In summation, the only theory of damages which is, arguendo, available to plaintiffs is consequential damages equal to the cost of reproducing and rephotographing the wedding. In this case these costs, as indicated by the plaintiffs, could not reach the jurisdictional amount of $10,000 required for this court to have jurisdiction and any claim that it could do so would be clearly in bad faith.[1] In addition, any contention that plaintiffs would be entitled to damages in excess of $10,000 emanating from a contract valued at $110 is inherently excessive. Summary judgment is, therefore, granted and this case is dismissed for lack of jurisdiction.
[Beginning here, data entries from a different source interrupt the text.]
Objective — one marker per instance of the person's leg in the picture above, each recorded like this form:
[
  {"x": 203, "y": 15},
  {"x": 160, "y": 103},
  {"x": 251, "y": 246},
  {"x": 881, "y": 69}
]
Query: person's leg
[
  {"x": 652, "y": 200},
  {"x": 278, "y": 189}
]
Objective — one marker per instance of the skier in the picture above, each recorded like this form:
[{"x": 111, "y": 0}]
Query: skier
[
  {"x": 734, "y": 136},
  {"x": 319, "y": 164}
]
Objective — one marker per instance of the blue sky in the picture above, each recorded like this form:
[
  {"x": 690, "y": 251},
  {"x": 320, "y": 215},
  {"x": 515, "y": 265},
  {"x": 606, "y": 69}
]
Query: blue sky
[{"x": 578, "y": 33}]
[1] The plaintiffs, pursuant to a court request, in a letter to the defendant, dated February 25, 1971, outlined their estimated cost for restaging the wedding based on original cost. This amount was $3,244.00 plus cleaning costs of $480.00. Even taking into consideration inflation, the cost of restaging could not equal $10,000.00. In addition, damages would be reduced because the plaintiffs admitted during their depositions that they received ten color photographs of the wedding which were taken during the actual service and which were given to them without charge by the defendant because the black and white pictures had not turned out. In addition the defendant gave the plaintiffs two black and white portraits without charge which were taken at a subsequent posing. See the deposition of Bernice L. Carpel at pp. 20, 27-29, and the deposition of Alan S. Carpel at pp. 24, 25 and 30, 31.